Researchers at the Center for Infectious Disease, The University of Texas at Austin have established a new method that allowed them to sequence the genome of the bacteria Pseudomonas aeruginosa in a context identical to the one present in the lung micro-environment of an individual with cystic fibrosis (CF). The study was recently published in the journal Proceedings of the National Academy of Sciences (PNAS) and is entitled “Essential genome of Pseudomonas aeruginosa in cystic fibrosis sputum.”
CF corresponds to a genetic disease that can result in serious respiratory and gastrointestinal manifestations. In CF, a defective gene causes the body to form unusually thick, sticky mucus (sputum) that is difficult to cough up and can accumulate in the lungs, creating an environment prone to bacteria growth and development of severe lung infections. CF patients are often hospitalized due to infection with Pseudomonas aeruginosa, a life-threatening bacterial infection that can induce difficulties in breathing, serious illness and early death in these individuals. P. aeruginosa can develop into large, antibiotic-resistant colonies in the patient’s lungs.
Mimicking the unique conditions in the lungs of a CF patient is a challenging task that has impaired advances in understanding CF pathology and P. aeruginosa infection, including the genetic profile of the bacteria. Researchers have now discovered a new method to culture bacteria in mucus samples from CF patients in order to re-create the bacterial behavior in the original lung environment of a person with CF. Remarkably, using this technology, the research team analyzed numerous mutations of two P. aeruginosa strains and identified several genes that seem to be essential for bacterial reproduction and survival.

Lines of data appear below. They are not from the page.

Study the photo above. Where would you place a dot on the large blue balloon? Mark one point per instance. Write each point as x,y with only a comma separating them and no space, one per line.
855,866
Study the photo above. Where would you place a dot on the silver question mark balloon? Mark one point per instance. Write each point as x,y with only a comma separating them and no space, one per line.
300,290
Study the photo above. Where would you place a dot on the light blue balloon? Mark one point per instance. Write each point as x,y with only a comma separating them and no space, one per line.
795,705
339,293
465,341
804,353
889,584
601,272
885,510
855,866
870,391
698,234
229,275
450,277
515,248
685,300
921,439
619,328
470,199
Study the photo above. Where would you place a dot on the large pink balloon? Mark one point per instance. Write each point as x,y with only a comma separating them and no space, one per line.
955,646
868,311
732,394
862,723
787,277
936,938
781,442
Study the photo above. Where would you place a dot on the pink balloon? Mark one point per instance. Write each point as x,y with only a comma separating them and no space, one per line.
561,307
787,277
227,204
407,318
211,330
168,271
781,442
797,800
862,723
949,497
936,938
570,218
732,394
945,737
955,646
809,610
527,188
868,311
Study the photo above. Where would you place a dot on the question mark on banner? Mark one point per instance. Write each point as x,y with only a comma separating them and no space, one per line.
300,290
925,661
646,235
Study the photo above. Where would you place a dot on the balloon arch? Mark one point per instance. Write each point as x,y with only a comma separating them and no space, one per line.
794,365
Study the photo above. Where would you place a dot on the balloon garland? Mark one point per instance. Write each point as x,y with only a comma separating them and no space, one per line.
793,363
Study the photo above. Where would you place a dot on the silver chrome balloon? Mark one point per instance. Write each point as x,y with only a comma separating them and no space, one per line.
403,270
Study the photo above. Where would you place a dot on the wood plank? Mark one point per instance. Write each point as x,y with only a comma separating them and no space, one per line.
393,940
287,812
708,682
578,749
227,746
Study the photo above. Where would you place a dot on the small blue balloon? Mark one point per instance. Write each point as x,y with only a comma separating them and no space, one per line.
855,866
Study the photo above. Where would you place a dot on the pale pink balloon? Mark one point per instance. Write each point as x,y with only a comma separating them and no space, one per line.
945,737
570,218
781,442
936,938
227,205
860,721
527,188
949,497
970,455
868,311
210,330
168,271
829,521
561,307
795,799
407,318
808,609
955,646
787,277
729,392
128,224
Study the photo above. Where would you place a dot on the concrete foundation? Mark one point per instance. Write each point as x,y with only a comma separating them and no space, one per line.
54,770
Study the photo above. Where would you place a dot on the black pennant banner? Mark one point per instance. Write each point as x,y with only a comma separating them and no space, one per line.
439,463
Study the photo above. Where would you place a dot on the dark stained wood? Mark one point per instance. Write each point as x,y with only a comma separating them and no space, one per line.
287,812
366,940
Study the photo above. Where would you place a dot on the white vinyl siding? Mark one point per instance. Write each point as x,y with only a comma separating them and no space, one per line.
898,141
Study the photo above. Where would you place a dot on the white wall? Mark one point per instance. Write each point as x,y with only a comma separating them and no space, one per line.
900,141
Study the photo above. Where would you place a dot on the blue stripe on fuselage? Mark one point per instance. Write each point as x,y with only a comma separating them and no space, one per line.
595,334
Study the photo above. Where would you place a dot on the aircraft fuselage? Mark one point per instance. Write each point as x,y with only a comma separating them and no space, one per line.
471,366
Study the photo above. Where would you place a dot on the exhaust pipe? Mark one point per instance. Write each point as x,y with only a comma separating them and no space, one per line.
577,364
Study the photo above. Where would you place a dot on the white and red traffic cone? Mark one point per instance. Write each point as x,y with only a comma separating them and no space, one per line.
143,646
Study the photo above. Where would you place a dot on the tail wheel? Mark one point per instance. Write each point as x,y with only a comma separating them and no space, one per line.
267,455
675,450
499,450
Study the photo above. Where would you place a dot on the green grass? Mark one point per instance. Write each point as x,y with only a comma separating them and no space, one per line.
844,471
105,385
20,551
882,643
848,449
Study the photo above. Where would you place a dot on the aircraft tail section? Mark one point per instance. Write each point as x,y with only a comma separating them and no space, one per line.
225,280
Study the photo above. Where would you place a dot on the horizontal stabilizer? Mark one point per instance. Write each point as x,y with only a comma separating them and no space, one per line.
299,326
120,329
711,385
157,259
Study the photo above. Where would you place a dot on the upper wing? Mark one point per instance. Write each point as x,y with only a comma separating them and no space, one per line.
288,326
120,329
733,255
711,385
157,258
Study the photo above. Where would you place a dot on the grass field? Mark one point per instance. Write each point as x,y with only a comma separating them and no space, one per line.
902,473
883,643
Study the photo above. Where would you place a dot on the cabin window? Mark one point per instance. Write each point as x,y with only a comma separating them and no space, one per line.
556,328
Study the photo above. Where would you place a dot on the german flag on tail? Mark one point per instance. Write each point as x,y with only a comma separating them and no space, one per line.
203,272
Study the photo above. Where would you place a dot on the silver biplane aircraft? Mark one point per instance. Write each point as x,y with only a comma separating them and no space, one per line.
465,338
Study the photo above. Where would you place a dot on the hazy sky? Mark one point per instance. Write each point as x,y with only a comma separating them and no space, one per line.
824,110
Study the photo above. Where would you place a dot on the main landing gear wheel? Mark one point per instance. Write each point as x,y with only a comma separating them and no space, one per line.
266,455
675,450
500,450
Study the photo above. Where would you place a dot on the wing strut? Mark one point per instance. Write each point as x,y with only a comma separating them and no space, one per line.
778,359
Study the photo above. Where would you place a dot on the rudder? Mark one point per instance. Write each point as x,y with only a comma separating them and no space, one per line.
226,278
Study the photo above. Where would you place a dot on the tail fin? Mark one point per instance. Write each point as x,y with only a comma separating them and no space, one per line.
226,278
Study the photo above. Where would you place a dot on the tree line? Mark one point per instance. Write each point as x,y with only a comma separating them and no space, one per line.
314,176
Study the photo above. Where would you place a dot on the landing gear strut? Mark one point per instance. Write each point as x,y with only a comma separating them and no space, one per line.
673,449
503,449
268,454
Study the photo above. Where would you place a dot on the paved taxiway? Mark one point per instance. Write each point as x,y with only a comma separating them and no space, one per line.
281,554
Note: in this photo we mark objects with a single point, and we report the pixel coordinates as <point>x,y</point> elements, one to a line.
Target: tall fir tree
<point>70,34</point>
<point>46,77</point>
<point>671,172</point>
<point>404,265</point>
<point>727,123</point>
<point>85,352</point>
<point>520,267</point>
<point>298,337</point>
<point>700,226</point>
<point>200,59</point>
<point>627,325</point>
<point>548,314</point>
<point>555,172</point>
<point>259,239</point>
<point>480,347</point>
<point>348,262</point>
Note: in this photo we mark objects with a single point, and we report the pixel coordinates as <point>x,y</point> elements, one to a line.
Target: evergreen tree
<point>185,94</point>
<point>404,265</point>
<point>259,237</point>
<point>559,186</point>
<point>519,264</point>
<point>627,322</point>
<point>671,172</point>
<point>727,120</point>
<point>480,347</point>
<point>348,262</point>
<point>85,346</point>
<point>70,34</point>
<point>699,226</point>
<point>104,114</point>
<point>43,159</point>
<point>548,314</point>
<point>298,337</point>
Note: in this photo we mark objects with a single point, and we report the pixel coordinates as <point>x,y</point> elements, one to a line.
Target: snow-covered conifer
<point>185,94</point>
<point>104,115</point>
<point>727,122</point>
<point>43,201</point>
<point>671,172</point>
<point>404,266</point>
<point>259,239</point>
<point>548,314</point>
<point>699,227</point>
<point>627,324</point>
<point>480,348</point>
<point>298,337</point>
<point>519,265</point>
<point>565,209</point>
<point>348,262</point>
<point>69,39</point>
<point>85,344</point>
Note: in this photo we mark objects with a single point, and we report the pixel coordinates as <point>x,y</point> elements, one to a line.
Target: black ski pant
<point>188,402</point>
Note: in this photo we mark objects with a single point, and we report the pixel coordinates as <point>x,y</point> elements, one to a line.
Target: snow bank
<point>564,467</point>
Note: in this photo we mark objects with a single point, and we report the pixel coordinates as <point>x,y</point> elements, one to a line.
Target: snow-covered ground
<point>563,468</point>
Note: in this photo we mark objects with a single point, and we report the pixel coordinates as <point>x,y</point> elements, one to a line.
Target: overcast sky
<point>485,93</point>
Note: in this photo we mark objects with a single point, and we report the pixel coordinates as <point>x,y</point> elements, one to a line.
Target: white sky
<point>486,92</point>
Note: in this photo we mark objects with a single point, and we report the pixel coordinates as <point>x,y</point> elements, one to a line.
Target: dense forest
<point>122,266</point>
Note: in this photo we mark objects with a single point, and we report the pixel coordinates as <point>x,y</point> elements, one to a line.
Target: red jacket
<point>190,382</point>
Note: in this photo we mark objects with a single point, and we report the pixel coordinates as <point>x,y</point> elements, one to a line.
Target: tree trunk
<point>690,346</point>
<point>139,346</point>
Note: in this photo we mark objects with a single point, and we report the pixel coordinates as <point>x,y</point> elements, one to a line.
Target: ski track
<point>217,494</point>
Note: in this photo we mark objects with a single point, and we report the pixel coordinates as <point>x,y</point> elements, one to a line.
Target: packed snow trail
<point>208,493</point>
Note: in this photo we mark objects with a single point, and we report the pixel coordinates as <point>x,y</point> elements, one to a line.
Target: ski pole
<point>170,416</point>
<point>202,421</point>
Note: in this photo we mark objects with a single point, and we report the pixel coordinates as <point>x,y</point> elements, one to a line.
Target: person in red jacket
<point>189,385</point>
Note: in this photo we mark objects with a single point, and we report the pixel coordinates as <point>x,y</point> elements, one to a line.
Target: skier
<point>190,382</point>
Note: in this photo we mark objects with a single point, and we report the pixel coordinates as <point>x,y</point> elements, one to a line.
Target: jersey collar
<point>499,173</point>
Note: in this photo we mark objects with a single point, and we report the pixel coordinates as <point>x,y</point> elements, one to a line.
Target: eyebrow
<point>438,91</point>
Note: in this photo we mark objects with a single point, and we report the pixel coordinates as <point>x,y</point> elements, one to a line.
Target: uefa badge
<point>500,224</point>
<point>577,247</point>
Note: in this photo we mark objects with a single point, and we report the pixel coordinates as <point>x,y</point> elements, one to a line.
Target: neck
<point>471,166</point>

“We’ve developed something other labs can replicate,” said the study’s senior author Dr. Marvin Whiteley in a news release. “It allows researchers to do relevant experiments in a context that really matters.” This new method allows researchers to conduct large-scale experiments in settings that mimic the original lung environment colonized by the bacteria, without the need of collecting numerous sputum samples.
Researchers from other institutes emphasize the relevance of this novel method and its potential application. “For the past decade, we have understood that Pseudomonas is arguably the major colonizing infection for people with cystic fibrosis. For a long time we have studied Pseudomonas the way we study other pathogens,” noted Dr. John LiPuma, a professor at the University of Michigan. “But the cystic fibrosis lung is extraordinarily complex. In the research community, we’ve got to develop systems biology approaches, such as this one, that take a more sophisticated approach to get us where we need to be.”
“Most studies grow bacteria in test tubes in a rich growth medium they never see in the real world. It’s rather like studying lion behavior in a zoo rather than in its natural habitat,” said Dr. Steve Diggle, an associate professor at the University of Nottingham. “What Marvin has done is to try and re-create the sputum that Pseudomonas grows in so we can see what genes are important for bacterial fitness in this environment.”
Researchers believe that the ability to re-create the sputum conditions in a CF patient’s lung will allow a more in-depth study of how different bacterial strains behave, which genes are important for its spread, the mechanisms behind antibiotic resistance and identification of potential new therapeutic targets against these persistent infections.